Palin bears ultimate responsibility. A more mature politician who learned from mistakes would understand that an off-the-cuff misstatement is perfectly normal and inconsequential, whereas complaining about the world's most innocuous question makes you look insecure, petty and ridiculous to everyone save your apologists. Far harder to learn from mistakes, however, when amid a lost election, public missteps, and tanking popularity, intelligent ideological allies do nothing but make excuses, going so far as to write a book positing that among all politicians you're uniquely persecuted.
When there's an ideological bubble inside which conservative pols can reach their supporters, boost their egos, and earn millions of dollars by returning the favor of uncritical flattery, why would they bother to engage with the outside world? Despite the success of Fox News, right-leaning Web sites, and talk radio, many conservatives still behave as if they're at a perpetual disadvantage in the mass media, and that they're therefore justified in putting tribal loyalties before all else. Defending every perceived slight results in more news cycles won, higher ratings, and more lucrative book contracts. It is, however, corrosive in the long term. It is in the DNA of politicians to pander. They do the bare minimum to accrue supporters and no more than is necessary to keep them. On the strength of folksy charm and a facility for driving liberals crazy, Sarah Palin gave Rich Lowry starbursts, got a multimillion dollar pundit deal from Roger Ailes, and persuaded Mark Levin that she's a credible presidential candidate. Really guys?
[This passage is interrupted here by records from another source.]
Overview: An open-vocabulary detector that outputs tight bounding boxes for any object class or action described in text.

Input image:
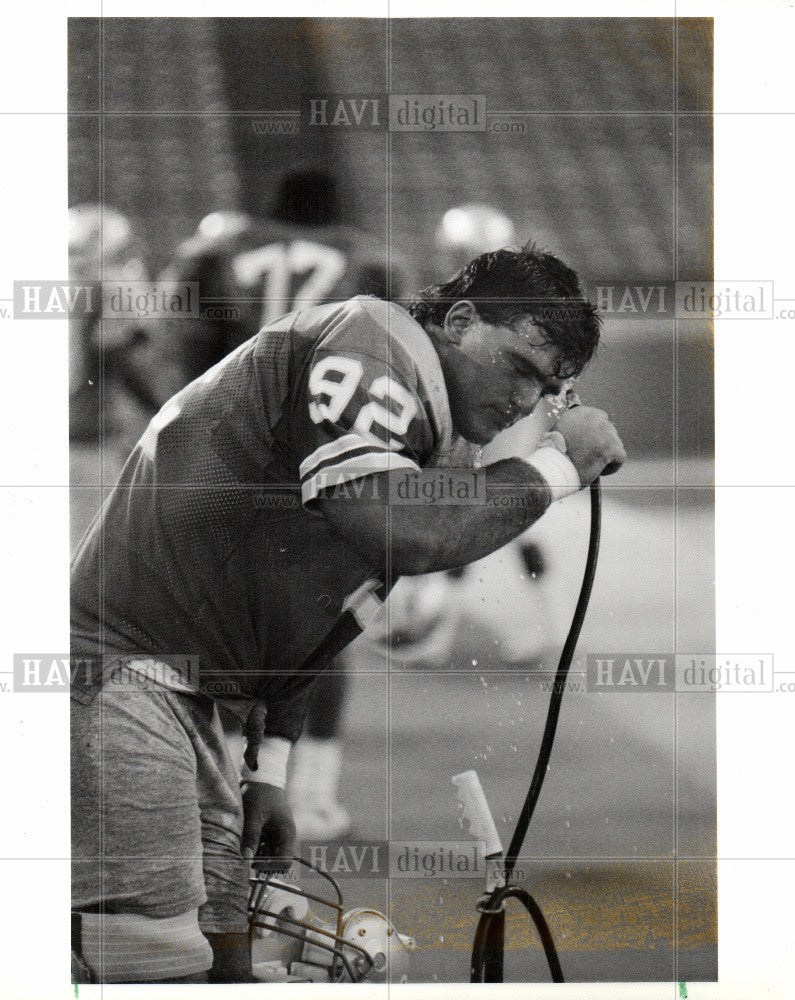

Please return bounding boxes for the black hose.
[470,479,602,983]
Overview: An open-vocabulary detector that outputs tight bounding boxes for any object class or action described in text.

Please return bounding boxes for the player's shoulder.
[319,295,439,370]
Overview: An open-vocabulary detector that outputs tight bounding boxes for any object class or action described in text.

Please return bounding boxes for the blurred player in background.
[151,168,413,401]
[69,204,159,544]
[433,202,516,281]
[145,168,414,840]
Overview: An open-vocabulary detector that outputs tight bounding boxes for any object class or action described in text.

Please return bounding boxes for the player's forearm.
[320,458,551,576]
[389,459,551,575]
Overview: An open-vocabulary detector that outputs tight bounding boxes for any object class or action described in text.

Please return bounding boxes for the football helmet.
[249,858,416,983]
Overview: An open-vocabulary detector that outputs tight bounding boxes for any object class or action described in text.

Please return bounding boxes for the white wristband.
[240,736,292,788]
[524,445,582,503]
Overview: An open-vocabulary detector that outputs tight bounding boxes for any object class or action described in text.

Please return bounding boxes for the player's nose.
[511,384,541,417]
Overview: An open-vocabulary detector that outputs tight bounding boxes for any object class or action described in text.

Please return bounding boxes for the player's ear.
[444,299,478,344]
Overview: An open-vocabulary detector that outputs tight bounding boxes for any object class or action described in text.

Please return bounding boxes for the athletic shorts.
[71,685,249,933]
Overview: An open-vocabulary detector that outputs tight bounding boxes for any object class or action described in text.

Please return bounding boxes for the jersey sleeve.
[295,304,435,505]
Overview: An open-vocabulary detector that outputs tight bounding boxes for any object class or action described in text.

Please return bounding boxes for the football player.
[149,168,413,840]
[148,167,416,400]
[71,248,625,982]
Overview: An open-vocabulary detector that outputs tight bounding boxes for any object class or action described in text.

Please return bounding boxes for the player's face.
[443,307,562,444]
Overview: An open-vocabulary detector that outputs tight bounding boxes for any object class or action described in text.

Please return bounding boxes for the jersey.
[72,297,461,740]
[148,217,420,402]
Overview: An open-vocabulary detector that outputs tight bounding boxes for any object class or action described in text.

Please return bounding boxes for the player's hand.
[240,781,295,868]
[555,406,627,486]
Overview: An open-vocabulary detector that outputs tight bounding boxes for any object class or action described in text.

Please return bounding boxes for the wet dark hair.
[408,244,601,378]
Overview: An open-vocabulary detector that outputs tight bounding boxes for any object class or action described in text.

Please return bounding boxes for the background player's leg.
[288,653,351,840]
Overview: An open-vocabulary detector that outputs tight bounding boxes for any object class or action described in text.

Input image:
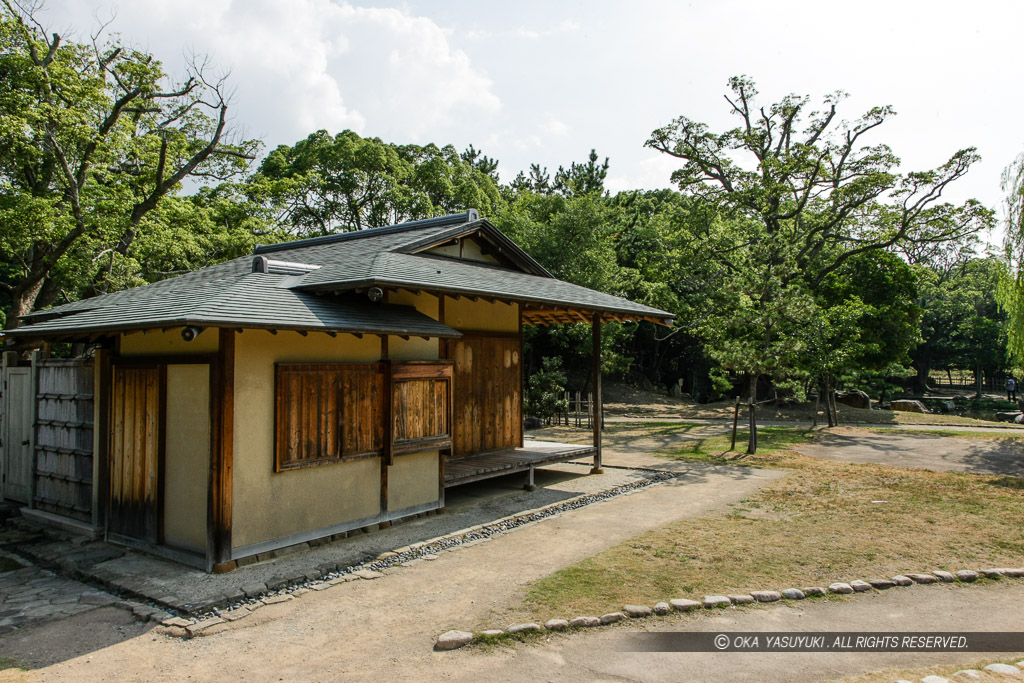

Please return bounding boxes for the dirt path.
[797,427,1024,476]
[3,455,782,681]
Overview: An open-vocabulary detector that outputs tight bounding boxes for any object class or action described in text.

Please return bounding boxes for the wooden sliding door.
[449,332,522,458]
[108,366,164,543]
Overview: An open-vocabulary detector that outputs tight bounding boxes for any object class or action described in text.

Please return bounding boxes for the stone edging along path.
[151,465,676,637]
[434,567,1024,650]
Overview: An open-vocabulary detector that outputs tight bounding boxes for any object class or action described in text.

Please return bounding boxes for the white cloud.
[541,119,569,135]
[49,0,501,144]
[604,150,682,195]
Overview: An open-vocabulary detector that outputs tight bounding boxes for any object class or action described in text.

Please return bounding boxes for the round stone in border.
[705,595,732,609]
[623,605,651,618]
[985,661,1021,676]
[434,631,473,650]
[906,573,939,584]
[751,591,782,602]
[669,598,700,612]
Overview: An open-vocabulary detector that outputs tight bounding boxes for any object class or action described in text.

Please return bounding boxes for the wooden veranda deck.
[444,440,595,488]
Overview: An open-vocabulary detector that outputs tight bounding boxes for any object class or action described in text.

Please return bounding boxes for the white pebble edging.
[985,663,1021,676]
[705,595,732,609]
[432,567,1024,651]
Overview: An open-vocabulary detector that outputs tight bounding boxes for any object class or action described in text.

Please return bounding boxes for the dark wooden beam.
[590,313,604,474]
[207,328,236,573]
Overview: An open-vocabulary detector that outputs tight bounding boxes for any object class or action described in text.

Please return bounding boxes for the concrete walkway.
[8,455,783,680]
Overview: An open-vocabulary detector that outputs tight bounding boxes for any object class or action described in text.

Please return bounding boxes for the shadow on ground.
[0,607,154,680]
[797,431,1024,477]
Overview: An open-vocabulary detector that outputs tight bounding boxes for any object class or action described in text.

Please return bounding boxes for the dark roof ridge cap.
[253,209,480,255]
[391,218,557,280]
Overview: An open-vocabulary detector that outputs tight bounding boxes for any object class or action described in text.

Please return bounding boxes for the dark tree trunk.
[746,375,758,455]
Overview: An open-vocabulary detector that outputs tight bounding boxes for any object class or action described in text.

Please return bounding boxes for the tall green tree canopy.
[647,77,992,287]
[646,77,992,452]
[250,130,502,234]
[0,0,255,327]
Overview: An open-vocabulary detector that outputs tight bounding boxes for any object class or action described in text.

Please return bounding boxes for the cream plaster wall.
[231,330,385,548]
[387,290,440,360]
[121,328,217,355]
[387,451,440,511]
[164,365,210,554]
[441,297,519,333]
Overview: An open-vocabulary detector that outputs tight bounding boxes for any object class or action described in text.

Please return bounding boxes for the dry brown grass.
[834,658,1020,683]
[525,428,1024,618]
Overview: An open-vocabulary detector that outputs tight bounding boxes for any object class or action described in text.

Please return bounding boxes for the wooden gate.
[108,366,165,544]
[35,358,94,522]
[3,367,35,503]
[449,332,522,458]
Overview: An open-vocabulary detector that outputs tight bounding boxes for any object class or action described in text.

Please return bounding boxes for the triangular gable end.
[395,220,554,278]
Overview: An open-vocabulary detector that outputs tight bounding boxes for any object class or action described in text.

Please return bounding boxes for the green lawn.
[516,427,1024,620]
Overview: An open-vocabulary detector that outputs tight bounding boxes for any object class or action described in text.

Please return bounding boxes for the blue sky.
[37,0,1024,231]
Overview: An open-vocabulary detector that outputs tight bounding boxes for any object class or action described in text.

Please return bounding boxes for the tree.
[910,253,1007,396]
[996,154,1024,369]
[646,77,991,450]
[0,0,255,328]
[251,130,502,236]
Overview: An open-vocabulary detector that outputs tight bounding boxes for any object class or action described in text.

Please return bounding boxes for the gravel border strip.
[434,567,1024,650]
[154,471,677,637]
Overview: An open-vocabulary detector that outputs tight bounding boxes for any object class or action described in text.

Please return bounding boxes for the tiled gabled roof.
[7,211,672,337]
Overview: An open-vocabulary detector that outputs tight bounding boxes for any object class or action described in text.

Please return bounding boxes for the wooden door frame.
[0,364,38,501]
[103,356,168,546]
[102,350,221,571]
[439,331,526,460]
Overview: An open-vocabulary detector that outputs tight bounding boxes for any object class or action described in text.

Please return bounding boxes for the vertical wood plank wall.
[449,332,522,458]
[275,364,386,470]
[109,367,161,543]
[392,380,449,440]
[35,359,94,522]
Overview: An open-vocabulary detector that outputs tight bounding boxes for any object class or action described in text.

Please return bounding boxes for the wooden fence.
[555,391,604,428]
[34,358,94,522]
[0,353,95,522]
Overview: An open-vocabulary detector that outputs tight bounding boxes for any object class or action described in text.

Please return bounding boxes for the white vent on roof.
[253,256,319,275]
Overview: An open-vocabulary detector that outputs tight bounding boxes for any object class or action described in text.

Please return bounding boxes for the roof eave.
[299,278,676,326]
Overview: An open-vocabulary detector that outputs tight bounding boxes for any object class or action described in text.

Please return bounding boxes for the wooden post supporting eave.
[590,312,604,474]
[207,328,236,573]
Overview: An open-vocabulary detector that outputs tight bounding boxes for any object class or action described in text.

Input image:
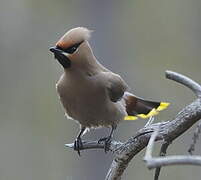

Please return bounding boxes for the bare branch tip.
[165,70,201,98]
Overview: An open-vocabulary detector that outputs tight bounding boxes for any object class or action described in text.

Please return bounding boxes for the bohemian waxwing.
[50,27,169,155]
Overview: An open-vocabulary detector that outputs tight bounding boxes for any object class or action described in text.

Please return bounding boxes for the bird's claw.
[98,136,112,153]
[74,138,83,156]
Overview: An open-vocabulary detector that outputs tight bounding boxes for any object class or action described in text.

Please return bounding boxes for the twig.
[166,71,201,97]
[188,122,201,155]
[154,142,170,180]
[144,130,201,169]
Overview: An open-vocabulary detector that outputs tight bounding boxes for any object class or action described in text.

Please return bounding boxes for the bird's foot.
[74,138,83,156]
[98,136,112,153]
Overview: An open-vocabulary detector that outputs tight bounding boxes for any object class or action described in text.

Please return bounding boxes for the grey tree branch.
[144,130,201,169]
[154,142,170,180]
[65,71,201,180]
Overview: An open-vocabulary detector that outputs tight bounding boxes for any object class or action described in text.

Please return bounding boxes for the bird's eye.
[67,46,77,54]
[63,41,83,54]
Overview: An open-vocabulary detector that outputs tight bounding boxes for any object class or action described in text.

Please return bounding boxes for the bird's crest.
[56,27,92,48]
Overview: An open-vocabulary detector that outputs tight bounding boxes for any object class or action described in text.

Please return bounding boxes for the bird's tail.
[123,92,169,120]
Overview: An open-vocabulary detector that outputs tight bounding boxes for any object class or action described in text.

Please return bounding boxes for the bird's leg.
[98,125,117,153]
[74,127,86,156]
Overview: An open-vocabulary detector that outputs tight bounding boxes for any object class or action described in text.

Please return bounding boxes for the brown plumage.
[50,27,169,154]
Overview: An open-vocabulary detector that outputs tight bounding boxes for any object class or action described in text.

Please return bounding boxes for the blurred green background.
[0,0,201,180]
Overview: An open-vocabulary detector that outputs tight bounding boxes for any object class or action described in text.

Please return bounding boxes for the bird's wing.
[101,72,128,102]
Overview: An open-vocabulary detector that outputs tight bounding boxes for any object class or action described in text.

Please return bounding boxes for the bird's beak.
[50,47,71,69]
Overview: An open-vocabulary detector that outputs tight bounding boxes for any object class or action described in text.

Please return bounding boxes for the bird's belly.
[58,89,125,127]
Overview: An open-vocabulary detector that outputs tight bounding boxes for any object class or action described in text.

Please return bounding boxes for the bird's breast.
[57,72,125,127]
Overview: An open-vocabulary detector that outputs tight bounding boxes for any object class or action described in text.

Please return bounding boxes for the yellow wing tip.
[156,102,170,111]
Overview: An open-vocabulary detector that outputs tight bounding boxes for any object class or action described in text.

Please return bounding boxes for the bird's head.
[50,27,92,69]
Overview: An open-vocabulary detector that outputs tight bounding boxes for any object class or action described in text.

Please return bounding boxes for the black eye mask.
[57,41,83,54]
[50,41,83,69]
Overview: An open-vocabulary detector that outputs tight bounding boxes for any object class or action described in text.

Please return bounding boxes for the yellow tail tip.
[124,116,138,120]
[124,102,170,120]
[156,102,170,111]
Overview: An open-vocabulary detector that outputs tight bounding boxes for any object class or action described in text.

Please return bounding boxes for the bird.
[49,27,169,155]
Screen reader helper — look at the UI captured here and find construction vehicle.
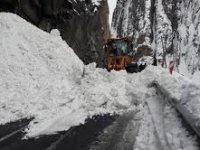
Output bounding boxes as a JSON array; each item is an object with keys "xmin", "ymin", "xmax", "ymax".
[{"xmin": 105, "ymin": 37, "xmax": 139, "ymax": 73}]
Even if conservative tastemakers had demanded more of Palin from the beginning, she wouldn't be presidential material. Few pols are. But she'd probably be more self-aware, more knowledgeable, more polished, and less erratic. She's smart and ambitious, after all. Why wouldn't she work harder and rein in her worst qualities if the golden ticket of conservative-movement affection required it? It's time that the right stop coddling its rising stars like trust-fund brats who are bailed out of trouble and assured at every opportunity that it's someone else's fault anytime something goes wrong. What do Paris Hilton and Palin have in common? The privilege and burden of knowing that even if they accomplish nothing of significance for the rest of their lives, they'll stay rich.